The guitar was still in the window-seat where he'd left it the last time he'd been in her room. He wandered over and picked it up, situating himself against the windowpane. He strummed aimlessly. He needed to take his mind off of how little control he really had in this situation.

"I'm sorry I went off at you," Claire conceded after a strained pause. She snickered. "Do you really want to work in a body shop and sell weed on the side?"

"It beats doing what I do now for the rest of my life."

"You've never told me what that is."

He chewed the inside of his cheek hesitantly. "Bussing tables and washing dishes at some two bit restaurant."

Claire sat down on the floor beside him and rested her head against his thigh; Bender's pulse quickened. "I guess the body shop idea does beat that."

"So…Regret inviting me yet?" he prompted as nonchalantly as possible.

"Of course not. You made what would have been a really boring dinner a lot more interesting. And I like being with you."

Bender set the guitar down as delicately as possible. He wanted to say something a nice guy would, the kind of guy who actually knew what to do when he met the parents and who bought flowers and chocolates for his girlfriend on special occasions.

"You look very pretty tonight," he said softly.

He had expected her to laugh. Instead she looked up at him in all seriousness and murmured, "That's the nicest thing you've ever said to me."

She was rosy and warm, her skirt askew so he could see the promise of her thigh. He wanted to tell her that there were other things he wanted to say, much nicer and more meaningful, but that he couldn't because he didn't know what they were. They were the surges of warmth, the fuzziness in his chest, the things he hated and loved and couldn't understand. Even though he knew she could never fathom the undercurrent of longing that slept in the statement, he could only say, "It's the nicest thing I'll ever say to you."

She lifted her head and rose to meet his lips. The kiss began slowly, nervously, and then her hands were tangled in his hair and he stood, his palms cradling her cheeks. But she pulled back, drawing him to the end of the mattress, to the bed, to the headboard with a gentle, tugging kiss. She wasn't trying to pull away from him. She was leading him to some secret place only she knew how to reach.

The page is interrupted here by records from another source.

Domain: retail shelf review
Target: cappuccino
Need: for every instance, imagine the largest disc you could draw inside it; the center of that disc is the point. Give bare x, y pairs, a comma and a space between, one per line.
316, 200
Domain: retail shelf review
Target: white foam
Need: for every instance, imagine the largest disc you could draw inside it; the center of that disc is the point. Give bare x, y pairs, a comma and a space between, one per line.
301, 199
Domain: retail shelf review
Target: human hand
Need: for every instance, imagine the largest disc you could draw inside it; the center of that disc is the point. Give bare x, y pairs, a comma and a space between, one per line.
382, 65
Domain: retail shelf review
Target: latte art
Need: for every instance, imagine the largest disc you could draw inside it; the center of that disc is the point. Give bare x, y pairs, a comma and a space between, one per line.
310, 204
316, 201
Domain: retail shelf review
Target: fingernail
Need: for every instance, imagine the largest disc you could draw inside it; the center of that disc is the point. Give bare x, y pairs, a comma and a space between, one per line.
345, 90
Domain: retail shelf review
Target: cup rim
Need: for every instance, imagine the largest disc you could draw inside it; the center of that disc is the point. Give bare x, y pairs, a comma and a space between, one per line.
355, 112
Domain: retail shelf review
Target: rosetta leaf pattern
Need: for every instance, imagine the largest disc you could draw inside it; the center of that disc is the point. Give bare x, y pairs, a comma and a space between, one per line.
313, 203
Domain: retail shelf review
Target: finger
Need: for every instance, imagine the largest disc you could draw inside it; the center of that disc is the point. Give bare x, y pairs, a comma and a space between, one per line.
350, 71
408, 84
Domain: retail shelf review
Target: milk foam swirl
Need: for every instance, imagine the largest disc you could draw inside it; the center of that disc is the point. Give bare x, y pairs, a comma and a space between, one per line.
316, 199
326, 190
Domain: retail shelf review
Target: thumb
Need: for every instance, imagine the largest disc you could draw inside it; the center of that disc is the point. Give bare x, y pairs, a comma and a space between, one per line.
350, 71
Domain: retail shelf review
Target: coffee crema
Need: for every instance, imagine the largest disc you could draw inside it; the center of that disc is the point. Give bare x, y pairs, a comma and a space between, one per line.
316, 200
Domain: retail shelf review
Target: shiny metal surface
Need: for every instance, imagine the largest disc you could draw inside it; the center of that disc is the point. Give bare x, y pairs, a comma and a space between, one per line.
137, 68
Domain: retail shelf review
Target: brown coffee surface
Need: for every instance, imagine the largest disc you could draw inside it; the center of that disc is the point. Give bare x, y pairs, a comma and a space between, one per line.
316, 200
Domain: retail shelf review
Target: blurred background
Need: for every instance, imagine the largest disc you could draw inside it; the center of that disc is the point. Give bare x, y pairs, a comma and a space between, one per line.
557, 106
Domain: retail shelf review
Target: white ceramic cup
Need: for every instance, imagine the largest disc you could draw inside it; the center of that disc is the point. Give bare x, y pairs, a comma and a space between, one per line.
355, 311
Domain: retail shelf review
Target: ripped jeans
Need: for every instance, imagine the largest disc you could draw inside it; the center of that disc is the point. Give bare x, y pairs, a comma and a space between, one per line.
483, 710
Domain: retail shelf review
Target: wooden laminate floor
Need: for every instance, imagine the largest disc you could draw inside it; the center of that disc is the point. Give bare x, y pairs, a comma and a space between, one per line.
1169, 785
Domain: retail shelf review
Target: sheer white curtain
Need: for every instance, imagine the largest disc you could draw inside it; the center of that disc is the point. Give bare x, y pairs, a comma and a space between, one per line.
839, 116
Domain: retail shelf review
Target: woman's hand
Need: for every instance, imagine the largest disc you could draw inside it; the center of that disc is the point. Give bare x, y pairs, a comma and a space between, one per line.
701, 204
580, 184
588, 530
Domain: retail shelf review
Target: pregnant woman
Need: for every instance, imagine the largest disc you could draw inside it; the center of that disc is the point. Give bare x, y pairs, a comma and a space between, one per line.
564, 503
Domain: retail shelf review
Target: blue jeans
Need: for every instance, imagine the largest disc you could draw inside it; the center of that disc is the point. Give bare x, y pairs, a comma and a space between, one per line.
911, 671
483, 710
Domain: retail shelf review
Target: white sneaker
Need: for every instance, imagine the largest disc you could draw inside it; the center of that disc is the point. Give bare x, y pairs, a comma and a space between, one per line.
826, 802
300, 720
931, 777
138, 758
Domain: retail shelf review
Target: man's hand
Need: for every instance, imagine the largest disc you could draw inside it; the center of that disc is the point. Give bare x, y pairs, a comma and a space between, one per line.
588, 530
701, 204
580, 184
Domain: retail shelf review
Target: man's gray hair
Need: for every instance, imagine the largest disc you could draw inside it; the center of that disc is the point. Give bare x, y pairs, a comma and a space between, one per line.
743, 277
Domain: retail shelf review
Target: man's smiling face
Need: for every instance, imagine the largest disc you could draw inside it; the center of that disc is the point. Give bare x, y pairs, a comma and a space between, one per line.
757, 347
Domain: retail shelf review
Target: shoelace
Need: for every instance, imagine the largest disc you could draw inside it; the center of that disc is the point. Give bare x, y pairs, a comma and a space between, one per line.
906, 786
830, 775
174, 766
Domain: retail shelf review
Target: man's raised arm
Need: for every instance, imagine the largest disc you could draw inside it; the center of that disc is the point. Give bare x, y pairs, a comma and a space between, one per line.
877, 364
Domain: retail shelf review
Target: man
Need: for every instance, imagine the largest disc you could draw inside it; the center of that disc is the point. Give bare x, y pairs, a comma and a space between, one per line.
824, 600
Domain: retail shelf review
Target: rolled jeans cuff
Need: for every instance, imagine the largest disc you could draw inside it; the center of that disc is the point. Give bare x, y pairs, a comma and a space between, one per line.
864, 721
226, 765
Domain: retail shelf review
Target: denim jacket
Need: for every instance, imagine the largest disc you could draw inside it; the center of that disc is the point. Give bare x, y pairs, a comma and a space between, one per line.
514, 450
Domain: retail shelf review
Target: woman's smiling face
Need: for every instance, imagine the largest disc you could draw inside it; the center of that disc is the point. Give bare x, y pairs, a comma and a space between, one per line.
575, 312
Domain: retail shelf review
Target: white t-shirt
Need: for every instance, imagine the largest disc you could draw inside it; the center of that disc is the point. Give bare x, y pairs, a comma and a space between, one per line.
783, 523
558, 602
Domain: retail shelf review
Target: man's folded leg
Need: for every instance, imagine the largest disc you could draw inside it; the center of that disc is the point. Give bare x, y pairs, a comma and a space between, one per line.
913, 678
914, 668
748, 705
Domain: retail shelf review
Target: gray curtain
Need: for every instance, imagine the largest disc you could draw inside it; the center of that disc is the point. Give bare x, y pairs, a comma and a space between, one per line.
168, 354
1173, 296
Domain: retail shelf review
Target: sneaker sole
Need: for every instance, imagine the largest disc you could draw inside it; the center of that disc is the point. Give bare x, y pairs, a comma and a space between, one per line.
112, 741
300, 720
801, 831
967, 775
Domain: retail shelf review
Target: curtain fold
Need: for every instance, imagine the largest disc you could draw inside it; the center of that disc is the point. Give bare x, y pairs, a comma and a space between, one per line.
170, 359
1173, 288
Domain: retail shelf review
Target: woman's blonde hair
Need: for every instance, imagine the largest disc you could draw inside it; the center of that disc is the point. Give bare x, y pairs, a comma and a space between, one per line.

"John," she breathed between kisses, and the very sound seemed to make him hold her tighter, as if he could suspend the whisper in his arms for an eternity.

He heard the footsteps drawing near but disregarded them. "John," Claire repeated, except this time her voice was anxious and he could tell that whatever sentiment this exclamation had previously held was withdrawn. But he didn't want to stop, not now when she was so soft and vivid…

He let go of her just as Zach opened the door.

"Oh, sorry, am I interrupting something?"